A Nasa divulgou nesta segunda-feira (22) imagens sobre o avanço das chamas sobre a Amazônia e Pantanal e, também a natureza desses focos de incêndio e seu impacto sobre os biomas.

Nos pontos em cinza escuro estão as áreas de floresta. Em cinza claro as em que ela deixou de existir por conta do desmatamento ou por terem sido transformadas em pastagem. Em azul estão campos e cerrados naturais.; em vermelho áreas de desmatamento e em roxo estão as áreas abertas para agricultura. A cor amarela mostra os incêndios de sub-bosque, áreas abaixo das copas de árvores, que até agora eram, em muitos casos, invisíveis às lentes do satélite.

Entre 2019 e 2020 esse tipo de destruição provocada por incêndio cresceu 60%, correspondendo em grande parte a região do Pantanal e ao sul da floresta Amazônica. Um dos fatores importantes para o aumento dessa área foi o período de seca acima do normal causado por incêndios de origem humana que fogem do controle. Essas queimas não naturais podem trazer prejuízos ao solo úmido da Amazônia que podem durar décadas.

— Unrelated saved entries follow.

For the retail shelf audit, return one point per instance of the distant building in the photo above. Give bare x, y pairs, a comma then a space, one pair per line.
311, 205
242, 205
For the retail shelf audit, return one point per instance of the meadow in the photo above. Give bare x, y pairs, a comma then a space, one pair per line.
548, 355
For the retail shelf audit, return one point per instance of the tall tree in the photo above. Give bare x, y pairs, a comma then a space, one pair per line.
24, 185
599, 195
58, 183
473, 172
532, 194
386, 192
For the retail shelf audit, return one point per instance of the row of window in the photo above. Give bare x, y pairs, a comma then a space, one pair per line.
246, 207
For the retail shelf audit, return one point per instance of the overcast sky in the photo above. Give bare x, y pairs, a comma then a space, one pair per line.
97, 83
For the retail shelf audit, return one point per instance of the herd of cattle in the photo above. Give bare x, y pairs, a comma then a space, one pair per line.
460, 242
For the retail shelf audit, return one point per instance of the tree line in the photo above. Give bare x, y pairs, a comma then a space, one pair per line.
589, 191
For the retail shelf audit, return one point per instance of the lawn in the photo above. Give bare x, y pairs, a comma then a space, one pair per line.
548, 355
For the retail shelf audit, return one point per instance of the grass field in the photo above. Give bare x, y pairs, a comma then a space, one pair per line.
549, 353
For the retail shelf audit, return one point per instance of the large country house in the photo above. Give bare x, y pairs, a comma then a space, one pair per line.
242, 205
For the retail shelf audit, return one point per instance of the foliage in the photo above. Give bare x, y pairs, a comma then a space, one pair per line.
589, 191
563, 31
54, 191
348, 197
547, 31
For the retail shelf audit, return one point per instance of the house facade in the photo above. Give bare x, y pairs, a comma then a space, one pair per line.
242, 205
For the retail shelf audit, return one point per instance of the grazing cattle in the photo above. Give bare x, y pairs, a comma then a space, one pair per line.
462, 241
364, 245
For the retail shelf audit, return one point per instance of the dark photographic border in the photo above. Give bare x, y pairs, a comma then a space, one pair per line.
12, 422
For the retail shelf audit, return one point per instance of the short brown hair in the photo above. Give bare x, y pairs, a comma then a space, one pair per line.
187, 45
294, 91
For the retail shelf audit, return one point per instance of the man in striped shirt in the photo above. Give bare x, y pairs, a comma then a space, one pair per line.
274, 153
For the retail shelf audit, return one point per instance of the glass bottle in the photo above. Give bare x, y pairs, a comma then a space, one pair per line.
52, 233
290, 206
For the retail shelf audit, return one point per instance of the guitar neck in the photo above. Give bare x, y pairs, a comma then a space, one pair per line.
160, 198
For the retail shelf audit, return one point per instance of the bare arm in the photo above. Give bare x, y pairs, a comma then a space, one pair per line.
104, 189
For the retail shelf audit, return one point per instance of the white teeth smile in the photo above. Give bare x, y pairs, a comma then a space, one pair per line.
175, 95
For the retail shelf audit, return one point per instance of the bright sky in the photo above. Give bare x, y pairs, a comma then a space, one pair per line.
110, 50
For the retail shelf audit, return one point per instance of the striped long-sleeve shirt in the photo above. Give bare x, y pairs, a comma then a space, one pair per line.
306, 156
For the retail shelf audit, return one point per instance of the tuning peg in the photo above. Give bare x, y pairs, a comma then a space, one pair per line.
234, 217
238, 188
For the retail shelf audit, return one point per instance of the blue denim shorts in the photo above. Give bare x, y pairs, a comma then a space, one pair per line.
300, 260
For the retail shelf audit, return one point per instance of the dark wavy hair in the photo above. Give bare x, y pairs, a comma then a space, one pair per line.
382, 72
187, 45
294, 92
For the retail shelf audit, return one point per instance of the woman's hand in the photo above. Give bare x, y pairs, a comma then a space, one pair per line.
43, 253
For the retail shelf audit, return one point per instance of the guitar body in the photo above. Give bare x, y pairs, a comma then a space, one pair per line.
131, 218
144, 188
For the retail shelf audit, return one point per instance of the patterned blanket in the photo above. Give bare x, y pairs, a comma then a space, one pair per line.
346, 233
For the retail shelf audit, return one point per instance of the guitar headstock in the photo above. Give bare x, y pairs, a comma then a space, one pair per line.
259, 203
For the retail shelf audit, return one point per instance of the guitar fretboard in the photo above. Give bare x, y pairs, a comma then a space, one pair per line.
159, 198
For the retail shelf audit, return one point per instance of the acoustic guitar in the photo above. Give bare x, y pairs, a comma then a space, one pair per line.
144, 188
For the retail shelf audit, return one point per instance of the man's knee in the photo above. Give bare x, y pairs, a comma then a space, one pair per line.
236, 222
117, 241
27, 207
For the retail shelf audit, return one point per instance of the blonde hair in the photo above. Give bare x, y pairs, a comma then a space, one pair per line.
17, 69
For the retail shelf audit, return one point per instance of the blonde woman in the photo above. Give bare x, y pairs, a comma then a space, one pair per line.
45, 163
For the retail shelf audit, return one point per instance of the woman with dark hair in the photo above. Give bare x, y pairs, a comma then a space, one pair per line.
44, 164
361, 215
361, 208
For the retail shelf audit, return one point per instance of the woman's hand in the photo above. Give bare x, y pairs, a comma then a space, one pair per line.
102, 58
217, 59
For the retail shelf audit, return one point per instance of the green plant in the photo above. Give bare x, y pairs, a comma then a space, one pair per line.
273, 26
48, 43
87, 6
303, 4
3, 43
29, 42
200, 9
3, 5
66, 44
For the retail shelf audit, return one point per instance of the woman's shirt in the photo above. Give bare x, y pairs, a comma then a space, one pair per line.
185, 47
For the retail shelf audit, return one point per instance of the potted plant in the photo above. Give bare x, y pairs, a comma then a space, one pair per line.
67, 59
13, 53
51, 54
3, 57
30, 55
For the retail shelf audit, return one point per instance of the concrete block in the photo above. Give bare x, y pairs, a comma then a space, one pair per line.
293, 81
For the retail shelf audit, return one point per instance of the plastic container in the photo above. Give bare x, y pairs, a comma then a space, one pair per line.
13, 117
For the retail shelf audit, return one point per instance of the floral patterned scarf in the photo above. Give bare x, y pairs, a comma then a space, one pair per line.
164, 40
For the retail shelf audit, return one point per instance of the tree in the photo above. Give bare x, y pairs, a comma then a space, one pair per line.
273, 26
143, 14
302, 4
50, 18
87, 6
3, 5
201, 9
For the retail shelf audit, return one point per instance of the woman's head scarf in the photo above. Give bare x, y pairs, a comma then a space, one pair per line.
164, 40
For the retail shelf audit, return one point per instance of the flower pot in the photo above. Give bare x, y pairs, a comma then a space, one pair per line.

O fogo de desmatamento também aumentou em 23% em 2020, segundo a Nasa, queimadas para preparar o solo para gado ou plantio.

Sistema

O Amazon Dashboard, um novo sistema de monitoramento inaugurado pela Nasa em agosto do ano passado é o responsável por armazenar as imagens e usa algoritmos para mapear os pontos críticos na floresta através de leituras térmicas e definir quais incêndios são ou não criminosos, em tempo real. A ideia é oferecer à justiça ambiental ferramentas para tornar o policiamento dessas áreas mais eficiente.

Os números somam-se aos registrados em 2019, quando houve altas em termos de incêndios na região. À época, o Instituto de Pesquisas Espaciais (Inpe) registrou cerca de 90 mil focos de queimada na mata, um aumento de 30% num comparativo com 2018.